The Java LZMA attempts out there rate as follows:
Maurel’s patch here uses O(n) memory, and decompresses the entire stream in the constructor and stores it in a ByteArrayInputStream which is then copied from on each read().
http://jponge.github.io/lzma-java/ is licensed ASLv2 and states how it solved the push/pull problem: “Although not a derivate work, the streaming api classes were inspired from the work of Christopher League. I reused his technique of fake streams and working threads to pass the data around between encoders/decoders and "normal" Java streams.” In other words, it pushes in one thread and pulls in another. Actual decompression in the other thread is still done with the LZMA SDK, which it just wraps into an InputStream subclass.
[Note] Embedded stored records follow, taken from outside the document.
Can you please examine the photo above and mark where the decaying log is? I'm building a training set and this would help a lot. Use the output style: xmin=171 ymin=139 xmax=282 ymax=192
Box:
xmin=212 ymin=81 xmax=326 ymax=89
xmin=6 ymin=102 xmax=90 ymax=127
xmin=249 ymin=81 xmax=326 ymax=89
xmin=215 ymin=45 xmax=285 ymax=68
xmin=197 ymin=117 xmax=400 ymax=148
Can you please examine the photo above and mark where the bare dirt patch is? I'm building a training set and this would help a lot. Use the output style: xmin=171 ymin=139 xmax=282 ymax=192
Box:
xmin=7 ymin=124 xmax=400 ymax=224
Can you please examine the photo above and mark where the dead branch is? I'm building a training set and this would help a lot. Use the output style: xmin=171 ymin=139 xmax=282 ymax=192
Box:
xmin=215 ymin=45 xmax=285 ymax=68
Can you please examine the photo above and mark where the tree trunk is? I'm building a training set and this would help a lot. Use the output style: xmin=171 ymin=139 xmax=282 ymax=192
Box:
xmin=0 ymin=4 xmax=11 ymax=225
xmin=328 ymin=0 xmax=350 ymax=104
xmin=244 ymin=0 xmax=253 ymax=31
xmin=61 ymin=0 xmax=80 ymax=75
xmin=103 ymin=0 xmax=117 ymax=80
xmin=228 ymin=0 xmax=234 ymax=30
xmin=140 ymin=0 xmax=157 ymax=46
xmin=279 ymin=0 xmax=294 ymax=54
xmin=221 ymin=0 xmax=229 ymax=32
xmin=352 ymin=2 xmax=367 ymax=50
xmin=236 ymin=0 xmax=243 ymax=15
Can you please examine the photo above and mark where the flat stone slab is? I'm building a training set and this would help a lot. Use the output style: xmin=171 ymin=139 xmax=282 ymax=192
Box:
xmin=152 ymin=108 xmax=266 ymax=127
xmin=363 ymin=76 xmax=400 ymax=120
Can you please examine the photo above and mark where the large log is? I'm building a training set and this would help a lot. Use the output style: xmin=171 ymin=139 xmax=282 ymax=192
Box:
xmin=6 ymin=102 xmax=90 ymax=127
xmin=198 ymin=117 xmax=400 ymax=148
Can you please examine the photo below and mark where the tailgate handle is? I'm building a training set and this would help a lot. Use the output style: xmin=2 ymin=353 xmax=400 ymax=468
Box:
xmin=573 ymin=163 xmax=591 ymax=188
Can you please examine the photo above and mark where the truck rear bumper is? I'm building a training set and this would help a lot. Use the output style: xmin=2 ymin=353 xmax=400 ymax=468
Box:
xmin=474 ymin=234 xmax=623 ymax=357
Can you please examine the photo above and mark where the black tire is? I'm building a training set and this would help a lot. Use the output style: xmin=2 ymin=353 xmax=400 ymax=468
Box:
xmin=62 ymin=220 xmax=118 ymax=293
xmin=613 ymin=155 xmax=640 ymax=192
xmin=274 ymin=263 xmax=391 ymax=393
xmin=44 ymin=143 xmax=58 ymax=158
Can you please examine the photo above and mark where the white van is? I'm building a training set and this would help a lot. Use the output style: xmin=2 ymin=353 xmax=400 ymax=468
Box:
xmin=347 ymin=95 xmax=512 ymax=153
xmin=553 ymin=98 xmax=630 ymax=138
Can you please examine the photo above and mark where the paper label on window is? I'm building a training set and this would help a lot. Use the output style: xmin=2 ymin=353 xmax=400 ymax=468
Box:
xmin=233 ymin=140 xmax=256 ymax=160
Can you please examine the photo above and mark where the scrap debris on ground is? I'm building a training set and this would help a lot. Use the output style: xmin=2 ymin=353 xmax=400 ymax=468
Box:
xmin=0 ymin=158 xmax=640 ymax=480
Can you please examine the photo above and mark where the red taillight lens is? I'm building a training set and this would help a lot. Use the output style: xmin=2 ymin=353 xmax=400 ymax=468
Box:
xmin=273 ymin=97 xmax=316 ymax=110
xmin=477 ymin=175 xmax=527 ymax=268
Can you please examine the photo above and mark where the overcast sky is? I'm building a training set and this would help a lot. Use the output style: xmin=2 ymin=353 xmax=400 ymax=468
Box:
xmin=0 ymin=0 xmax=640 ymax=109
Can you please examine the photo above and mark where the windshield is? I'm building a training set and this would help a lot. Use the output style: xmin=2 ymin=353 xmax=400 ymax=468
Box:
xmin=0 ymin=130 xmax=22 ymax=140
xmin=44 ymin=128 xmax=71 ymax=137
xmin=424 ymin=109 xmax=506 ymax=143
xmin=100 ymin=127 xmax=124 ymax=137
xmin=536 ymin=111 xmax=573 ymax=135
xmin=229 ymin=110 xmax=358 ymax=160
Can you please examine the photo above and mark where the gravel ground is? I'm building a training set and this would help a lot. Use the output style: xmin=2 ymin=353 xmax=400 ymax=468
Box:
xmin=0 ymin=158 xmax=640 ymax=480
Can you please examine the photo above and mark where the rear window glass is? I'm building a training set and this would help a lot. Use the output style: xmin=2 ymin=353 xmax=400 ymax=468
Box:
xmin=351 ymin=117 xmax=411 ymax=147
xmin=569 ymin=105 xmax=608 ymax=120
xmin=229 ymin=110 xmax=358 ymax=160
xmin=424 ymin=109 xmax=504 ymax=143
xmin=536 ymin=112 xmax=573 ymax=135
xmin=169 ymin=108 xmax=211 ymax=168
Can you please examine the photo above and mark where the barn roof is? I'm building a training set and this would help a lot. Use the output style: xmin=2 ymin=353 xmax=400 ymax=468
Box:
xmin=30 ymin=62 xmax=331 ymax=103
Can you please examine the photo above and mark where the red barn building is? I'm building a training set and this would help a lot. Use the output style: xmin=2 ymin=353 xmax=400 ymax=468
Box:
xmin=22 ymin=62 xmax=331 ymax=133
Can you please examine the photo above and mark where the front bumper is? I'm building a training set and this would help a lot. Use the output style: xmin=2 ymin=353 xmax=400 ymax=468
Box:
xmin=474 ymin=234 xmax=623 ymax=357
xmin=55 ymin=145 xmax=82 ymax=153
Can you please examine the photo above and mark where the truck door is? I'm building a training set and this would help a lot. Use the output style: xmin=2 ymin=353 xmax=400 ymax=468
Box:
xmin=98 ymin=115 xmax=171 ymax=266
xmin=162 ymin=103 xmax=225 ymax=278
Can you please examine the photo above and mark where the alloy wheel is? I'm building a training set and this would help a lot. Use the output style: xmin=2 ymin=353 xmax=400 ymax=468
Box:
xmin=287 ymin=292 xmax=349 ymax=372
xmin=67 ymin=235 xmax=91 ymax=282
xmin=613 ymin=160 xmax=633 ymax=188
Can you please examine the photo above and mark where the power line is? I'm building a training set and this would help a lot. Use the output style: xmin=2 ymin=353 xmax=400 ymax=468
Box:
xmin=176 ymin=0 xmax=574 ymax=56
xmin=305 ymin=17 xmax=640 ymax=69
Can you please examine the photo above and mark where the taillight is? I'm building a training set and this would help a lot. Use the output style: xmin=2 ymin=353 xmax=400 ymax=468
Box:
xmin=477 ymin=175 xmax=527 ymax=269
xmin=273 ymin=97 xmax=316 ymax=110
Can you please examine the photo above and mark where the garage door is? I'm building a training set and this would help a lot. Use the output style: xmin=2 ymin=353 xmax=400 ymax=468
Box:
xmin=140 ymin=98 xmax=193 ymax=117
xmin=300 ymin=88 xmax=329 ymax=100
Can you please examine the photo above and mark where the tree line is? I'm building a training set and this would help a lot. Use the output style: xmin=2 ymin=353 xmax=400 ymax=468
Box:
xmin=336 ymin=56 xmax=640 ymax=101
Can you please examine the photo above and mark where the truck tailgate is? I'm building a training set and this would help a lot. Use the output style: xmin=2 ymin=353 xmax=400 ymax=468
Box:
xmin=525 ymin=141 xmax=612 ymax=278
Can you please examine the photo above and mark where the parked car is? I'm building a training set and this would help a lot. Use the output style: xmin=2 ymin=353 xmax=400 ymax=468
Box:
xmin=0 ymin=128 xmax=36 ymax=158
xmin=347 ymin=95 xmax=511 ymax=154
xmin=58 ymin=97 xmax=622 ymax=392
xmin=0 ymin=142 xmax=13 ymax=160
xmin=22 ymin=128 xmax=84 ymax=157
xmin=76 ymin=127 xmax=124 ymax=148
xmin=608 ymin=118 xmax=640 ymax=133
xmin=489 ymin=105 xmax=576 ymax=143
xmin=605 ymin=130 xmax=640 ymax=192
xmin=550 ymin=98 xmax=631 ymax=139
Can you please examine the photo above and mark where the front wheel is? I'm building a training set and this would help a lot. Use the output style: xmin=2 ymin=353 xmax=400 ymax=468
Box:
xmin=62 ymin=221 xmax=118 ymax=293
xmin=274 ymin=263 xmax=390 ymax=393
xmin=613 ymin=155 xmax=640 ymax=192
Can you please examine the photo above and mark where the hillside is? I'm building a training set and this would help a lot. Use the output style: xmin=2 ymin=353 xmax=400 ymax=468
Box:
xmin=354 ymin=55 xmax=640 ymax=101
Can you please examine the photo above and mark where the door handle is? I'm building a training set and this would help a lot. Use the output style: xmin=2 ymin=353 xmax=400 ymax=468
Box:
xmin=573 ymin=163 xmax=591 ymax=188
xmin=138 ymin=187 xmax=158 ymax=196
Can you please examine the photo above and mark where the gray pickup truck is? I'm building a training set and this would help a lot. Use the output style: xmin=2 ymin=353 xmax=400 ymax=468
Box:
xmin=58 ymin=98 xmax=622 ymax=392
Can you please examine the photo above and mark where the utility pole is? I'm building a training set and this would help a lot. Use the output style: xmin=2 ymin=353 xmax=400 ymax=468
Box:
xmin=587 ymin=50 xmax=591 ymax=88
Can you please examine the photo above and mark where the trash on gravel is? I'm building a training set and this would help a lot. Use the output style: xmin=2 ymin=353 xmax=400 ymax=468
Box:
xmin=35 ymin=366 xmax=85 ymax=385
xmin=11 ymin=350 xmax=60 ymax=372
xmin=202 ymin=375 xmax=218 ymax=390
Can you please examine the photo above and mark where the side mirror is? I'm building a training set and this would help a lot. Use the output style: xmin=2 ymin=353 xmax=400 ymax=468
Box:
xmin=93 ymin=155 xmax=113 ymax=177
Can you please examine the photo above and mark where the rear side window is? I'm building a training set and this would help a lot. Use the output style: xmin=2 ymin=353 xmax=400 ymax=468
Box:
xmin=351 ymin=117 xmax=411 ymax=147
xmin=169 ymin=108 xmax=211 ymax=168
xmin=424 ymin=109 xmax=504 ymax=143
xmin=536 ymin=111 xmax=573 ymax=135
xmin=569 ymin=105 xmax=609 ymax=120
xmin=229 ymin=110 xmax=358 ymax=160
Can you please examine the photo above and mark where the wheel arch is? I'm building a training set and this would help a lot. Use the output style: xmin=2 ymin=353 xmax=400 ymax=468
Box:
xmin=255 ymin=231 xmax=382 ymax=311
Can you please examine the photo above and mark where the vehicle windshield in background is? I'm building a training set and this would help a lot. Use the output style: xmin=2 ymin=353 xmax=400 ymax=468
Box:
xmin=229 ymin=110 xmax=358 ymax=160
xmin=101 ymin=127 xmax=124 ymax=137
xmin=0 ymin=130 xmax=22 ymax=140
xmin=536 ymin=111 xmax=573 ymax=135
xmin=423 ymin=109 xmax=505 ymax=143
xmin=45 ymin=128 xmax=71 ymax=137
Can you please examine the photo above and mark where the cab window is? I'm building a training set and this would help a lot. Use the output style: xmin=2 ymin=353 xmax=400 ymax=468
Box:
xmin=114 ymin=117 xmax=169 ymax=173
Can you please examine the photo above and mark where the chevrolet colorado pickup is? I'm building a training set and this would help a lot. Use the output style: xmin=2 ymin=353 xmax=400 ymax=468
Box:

http://contrapunctus.net/league/haques/lzmajio/ was done by Christopher League, it’s under “LGPL or the Common Public License” and has the same push in one thread pull in another story. It’s also just a wrapper of the LZMA SDK.
http://tukaani.org/xz/java.html is in the public domain and is already used by Commons Compress to provide XZ compression support. It supports XZ and LZMA2 only and supports them well - proper pull-model InputStream with no O(n) memory or background threads. LZMA2 is a different file format from LZMA. But then again LZMA2 uses LZMA internally. I’ll have to investigate in detail.